As the countdown has started for the Union Budget presentation on March 16, the pharmaceutical and healthcare sectors are waiting with bated breath announcement of some encouraging budget proposals ensuring necessary impetus to these sectors.
A check on the cross-section of various segments of these two industries on the eve of the budget reveals that the leaders are harbouring high hopes from the Union Finance Minister Pranab Mukherjee.
The pre-budget expectations from the industry included increase in weighted deduction for research and development, deductions for urban-are hospitals, specific standards for business cycle losses, cut in the customs duty on supplements, exemption in customs duty on all life-saving drugs and diagnostics, viable abatement rates, and incentives to the exports.
“Presently, only weighted deduction for in-house R&D is allowed, without specific tax benefits for units engaged in R&D or contract manufacturing. Since both activities are pivotal growth drivers, tax breaks are indispensable to accelerate growth and make India an attractive R&D and contract manufacturing hub. Benefits for such units can be provided via deduction from profits linked to investments, which includes permitting research tax credits to offset future tax liability,” a spokesman of the Organisation of Pharmaceutical Producers of India (OPPI) said.
“Moreover, clinical trials done in approved hospitals and institutions by non-manufacturing firms should be covered within the ambit of expenditure eligible for weighted deduction. And apart from companies into manufacturing activities, weighted deduction should be available to companies where R&D expenses are incurred for manufacturing work partly or wholly outsourced,” he said.
According to Gautam Khanna, executive director of 3M Healthcare India and chairman – Medical Device Forum- FICCI, the healthcare industry should be given the infrastructure status. “This will help in improving the investment activity for healthcare sector which is the need of the hour. The Government should take this year’s health budget as an opportunity to work towards building an accessible and affordable healthcare industry in India,” he said.
Khanna also suggested that all life saving medical devices, consumables used with devices in the specific life saving treatment procedure and their spare parts should be exempted from customs duty. “Government should reduce the import duty on sophisticated medical equipments and consumables to improve the treatment opportunities for patients in India. This step will make healthcare affordable and firmly put India on world medical value travel map. Healthcare sector should be eligible for loans and financial assistance on a priority basis, at concessional rates, as provided to the infrastructure sector,” he added.
“As per the current tax laws, hospitals in India (except excluded areas) are eligible for a five year tax holiday. A long standing demand of the industry is to be accorded an ‘infrastructure status’ to be eligible for a 10 year tax holiday. Alternatively, an option to select the tax holiday block of 5 years in a 10 year period should be provided. The Government should consider re-introducing the 10 year tax holiday for companies engaged in scientific R&D under erstwhile Section 80-IB(8A). Research tax credits (similar to those prevalent in other countries) for setting-off against future tax liability should be introduced,” said Nabin Ballodia, partner-tax at KPMG.
“We hope that the upcoming union budget benefits the healthcare sector and recognize the role of quality service providers,” said Dr Sanjeev Chaudhry, CEO of Super Religare Laboratories Ltd. He said diagnostic services should be kept out of the preview of service tax so that the cost of healthcare, including treatment and diagnosis, goes down considerably, benefiting the common man.
He called for tax benefits for accredited laboratories and a strict control on unaccredited ones. He lamented that only 299 of the total over 40,000 laboratories are accredited to NABL. As of now quality service providers only incur higher costs and get no benefits.

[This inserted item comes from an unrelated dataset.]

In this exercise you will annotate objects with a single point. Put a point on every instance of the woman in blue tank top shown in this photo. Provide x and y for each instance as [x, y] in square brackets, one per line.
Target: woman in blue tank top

“The upcoming budget should provide an opportunity of bringing together the world’s largest health and child care systems through flexible frameworks that ensure a continuum of care with normative standards, while responding to local needs at village and habitation levels. Convergent action over the next financial year will translate this vision into programmes that will touch the lives of all citizens, meet their expectations and also fulfilling their rights – particularly the rights of women and children in the communities, where they live and grow,’’ observed Harpal Singh, chairman of Nanhi Chhan Foundation. Presently the mentor and chairman emeritus of Fortis Healthcare Ltd, he is also the chairman of the Save the Children, India Board.